Now, a group based at the University of Cambridge, United Kingdom, working with industrial partners Cambridge Architectural Research Ltd. and ImageCat Inc., says it has developed the first systematic approach to monitoring and evaluating this process. The method, which has been submitted to Disasters journal, involves tracking a region using high-resolution satellite images, which have become more abundant and affordable in recent years.
The researchers say that the required, one-metre resolution satellite images can be purchased for US$25 per square kilometre, and updated images can be acquired every 2–3 days.
"The last year — especially since the 2010 Haiti earthquake — has seen an increased interest in the use of high-resolution images as a damage assessment tool," Daniel Brown, a member of the Cambridge team, told SciDev.Net.
A recovery monitoring system could improve coordination and decision-making, and warn if the reconstruction is not going according to plan, say the researchers.
"Analysing past recovery processes will also allow us to identify examples of good and bad practice and to provide 'lessons learned' to stakeholders that can hopefully be applied to future and ongoing responses," Brown said.
Their approach is to integrate satellite data into 13 'performance indicators' such as length of roads and distribution of housing.
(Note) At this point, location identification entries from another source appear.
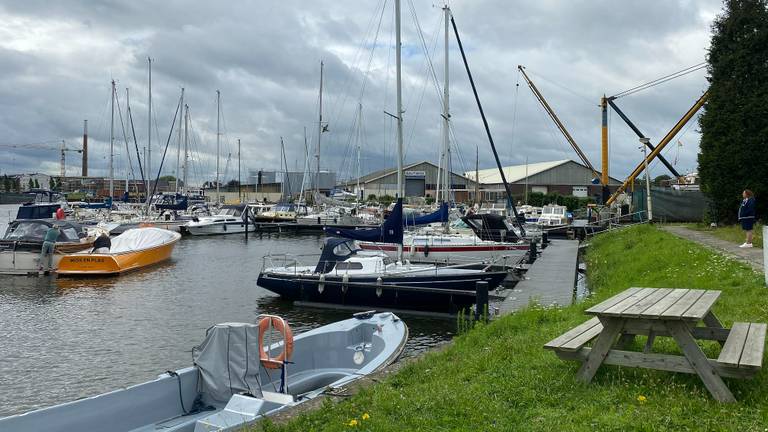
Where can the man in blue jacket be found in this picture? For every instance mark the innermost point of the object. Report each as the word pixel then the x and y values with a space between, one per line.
pixel 747 216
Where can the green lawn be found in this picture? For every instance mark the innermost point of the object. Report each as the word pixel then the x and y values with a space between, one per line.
pixel 498 377
pixel 732 233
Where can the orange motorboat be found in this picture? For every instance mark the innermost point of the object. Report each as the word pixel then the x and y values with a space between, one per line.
pixel 132 250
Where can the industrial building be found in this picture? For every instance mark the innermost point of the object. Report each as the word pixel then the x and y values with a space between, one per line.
pixel 420 181
pixel 565 177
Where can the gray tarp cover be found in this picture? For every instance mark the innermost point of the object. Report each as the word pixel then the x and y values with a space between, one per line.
pixel 228 360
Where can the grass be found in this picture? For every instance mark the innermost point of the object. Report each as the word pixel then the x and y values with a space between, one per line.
pixel 498 377
pixel 732 233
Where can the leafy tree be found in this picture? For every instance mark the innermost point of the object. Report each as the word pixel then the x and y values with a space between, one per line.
pixel 734 124
pixel 659 180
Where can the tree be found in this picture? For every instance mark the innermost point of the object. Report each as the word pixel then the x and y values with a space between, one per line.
pixel 734 124
pixel 659 180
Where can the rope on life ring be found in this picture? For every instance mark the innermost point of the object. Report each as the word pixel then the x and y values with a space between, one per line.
pixel 281 326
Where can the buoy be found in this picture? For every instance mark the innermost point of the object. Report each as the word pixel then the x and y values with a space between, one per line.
pixel 281 326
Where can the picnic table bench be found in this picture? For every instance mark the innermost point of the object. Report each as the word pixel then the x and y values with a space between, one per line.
pixel 665 312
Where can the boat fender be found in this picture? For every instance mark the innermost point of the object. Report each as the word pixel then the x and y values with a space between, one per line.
pixel 282 327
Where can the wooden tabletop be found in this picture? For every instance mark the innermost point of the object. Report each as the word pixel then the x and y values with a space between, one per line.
pixel 658 303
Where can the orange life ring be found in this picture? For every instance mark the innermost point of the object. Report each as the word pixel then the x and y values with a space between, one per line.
pixel 281 326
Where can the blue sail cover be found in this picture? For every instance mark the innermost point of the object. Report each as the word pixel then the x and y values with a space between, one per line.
pixel 391 231
pixel 441 215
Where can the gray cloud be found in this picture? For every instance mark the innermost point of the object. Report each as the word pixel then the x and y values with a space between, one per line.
pixel 57 58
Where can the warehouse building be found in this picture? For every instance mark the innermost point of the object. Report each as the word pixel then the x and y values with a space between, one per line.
pixel 565 177
pixel 420 181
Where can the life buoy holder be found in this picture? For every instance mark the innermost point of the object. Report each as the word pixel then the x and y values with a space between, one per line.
pixel 281 326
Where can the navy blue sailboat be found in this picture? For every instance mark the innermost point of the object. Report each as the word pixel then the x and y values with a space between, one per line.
pixel 347 275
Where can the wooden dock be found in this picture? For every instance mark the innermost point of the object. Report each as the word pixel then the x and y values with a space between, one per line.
pixel 550 279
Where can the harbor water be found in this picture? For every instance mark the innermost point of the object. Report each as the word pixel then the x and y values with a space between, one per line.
pixel 64 339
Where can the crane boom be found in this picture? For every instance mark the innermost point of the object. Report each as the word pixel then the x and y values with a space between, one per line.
pixel 557 121
pixel 664 141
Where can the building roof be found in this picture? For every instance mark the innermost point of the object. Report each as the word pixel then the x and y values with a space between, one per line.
pixel 389 171
pixel 516 173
Data is then compared with on-the-ground reports collected from household surveys and interviews with recovery workers.
The method is based on two case studies, in Pakistan and Thailand, which are documented in the team's report, 'Disaster Recovery Indicators', aimed at policymakers and released last year.
In April, the researchers will begin a one-year project in which they hope to work more closely with the authorities in Haiti, Pakistan and Thailand. "We hope the system will be ready to deploy by the end of the [one-year] project," Brown told SciDev.Net.
They also hope to develop links with other nations and international organisations, and dispatch researchers to Japan.
Sarah Bailey, research officer at the UK-based Overseas Development Institute said: "Finding practical and systematic ways to link technology with reconstruction processes could play an important role in monitoring progress".
But she warned that the complexity of how and why communities and governments recover from disasters is difficult to capture through such indicators alone.